IBM Research-Haifa, Haifa, Israel.
Assuta Medical Centers, Tel Aviv, Israel.
AMIA Annu Symp Proc. 2022 Feb 21;2021:930-939. eCollection 2021.
"No-shows", defined as missed appointments or late cancellations, is a central problem in healthcare systems. It has appeared to intensify during the COVID-19 pandemic and the nonpharmaceutical interventions, such as closures, taken to slow its spread. No-shows interfere with patients' continuous care, lead to inefficient utilization of medical resources, and increase healthcare costs. We present a comprehensive analysis of no-shows for breast imaging appointments made during 2020 in a large medical network in Israel. We applied advanced machine learning methods to provide insights into novel and known predictors. Additionally, we employed causal inference methodology to infer the effect of closures on no-shows, after accounting for confounding biases, and demonstrate the superiority of adversarial balancing over inverse probability weighting in correcting these biases. Our results imply that a patient's perceived risk of cancer and the COVID-19 time-based factors are major predictors. Further, we reveal that closures impact patients over 60, but not patients undergoing advanced diagnostic examinations.

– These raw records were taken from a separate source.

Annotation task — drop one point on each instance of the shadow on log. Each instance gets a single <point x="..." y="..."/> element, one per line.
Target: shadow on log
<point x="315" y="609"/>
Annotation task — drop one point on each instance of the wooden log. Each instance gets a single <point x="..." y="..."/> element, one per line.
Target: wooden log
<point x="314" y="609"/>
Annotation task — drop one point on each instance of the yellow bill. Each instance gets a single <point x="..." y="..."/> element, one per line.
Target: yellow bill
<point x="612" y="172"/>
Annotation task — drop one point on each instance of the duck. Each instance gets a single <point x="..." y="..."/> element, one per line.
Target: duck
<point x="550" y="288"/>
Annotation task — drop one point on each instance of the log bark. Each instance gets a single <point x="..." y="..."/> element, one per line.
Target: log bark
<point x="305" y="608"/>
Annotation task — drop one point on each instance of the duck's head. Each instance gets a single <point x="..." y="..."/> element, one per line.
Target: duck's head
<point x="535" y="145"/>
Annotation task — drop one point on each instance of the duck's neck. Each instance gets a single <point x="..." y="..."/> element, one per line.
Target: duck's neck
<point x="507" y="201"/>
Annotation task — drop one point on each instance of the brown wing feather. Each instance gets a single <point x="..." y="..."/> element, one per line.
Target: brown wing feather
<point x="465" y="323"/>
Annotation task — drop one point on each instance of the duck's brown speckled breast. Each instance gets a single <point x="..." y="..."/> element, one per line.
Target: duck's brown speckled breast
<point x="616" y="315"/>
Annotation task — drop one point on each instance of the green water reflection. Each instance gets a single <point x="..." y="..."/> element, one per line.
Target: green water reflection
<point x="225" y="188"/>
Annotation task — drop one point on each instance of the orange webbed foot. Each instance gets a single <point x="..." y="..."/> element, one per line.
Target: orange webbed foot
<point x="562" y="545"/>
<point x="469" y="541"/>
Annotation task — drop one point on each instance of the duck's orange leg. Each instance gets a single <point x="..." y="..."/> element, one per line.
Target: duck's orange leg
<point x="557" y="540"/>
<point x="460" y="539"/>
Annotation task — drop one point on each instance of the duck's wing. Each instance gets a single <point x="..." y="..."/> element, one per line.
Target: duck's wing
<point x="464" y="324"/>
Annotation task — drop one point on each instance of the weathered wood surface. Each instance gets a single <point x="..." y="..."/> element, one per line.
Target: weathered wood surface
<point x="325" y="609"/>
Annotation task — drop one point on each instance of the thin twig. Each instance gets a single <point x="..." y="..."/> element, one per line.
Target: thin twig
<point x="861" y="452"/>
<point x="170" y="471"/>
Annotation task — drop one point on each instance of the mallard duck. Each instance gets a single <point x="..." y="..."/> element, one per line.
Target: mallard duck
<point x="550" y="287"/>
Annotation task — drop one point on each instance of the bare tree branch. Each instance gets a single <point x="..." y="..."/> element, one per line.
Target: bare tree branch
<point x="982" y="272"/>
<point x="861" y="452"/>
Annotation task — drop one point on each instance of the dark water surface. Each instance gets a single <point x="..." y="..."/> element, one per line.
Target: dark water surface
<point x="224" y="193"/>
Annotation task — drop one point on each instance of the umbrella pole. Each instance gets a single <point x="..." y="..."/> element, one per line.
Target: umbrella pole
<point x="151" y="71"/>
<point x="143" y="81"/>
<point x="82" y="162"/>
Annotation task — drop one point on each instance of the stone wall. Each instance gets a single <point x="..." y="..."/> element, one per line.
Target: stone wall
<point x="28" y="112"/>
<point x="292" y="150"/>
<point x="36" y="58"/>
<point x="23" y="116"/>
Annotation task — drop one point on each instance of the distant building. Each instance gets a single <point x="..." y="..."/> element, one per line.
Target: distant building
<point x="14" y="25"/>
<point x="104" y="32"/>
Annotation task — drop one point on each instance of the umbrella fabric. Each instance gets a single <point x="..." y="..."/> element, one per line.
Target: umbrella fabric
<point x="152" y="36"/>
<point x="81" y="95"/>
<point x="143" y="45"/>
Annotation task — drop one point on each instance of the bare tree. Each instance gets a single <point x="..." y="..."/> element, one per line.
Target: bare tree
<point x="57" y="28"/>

“爽约”,即错过预约或取消预约,是医疗系统的一个核心问题。在 COVID-19 大流行期间,这种情况似乎有所加剧,为了减缓其传播速度,采取了关闭等非药物干预措施。爽约干扰了患者的连续护理,导致医疗资源利用效率低下,并增加了医疗成本。我们对以色列一个大型医疗网络在 2020 年进行的乳房成像预约爽约情况进行了全面分析。我们应用先进的机器学习方法提供对新的和已知预测因素的深入了解。此外,我们还采用因果推理方法,在考虑混杂偏差的情况下推断关闭对爽约的影响,并证明对抗性平衡在纠正这些偏差方面优于逆概率加权。我们的研究结果表明,患者对癌症的感知风险和 COVID-19 时间因素是主要的预测因素。此外,我们发现关闭对 60 岁以上的患者有影响,但对进行高级诊断检查的患者没有影响。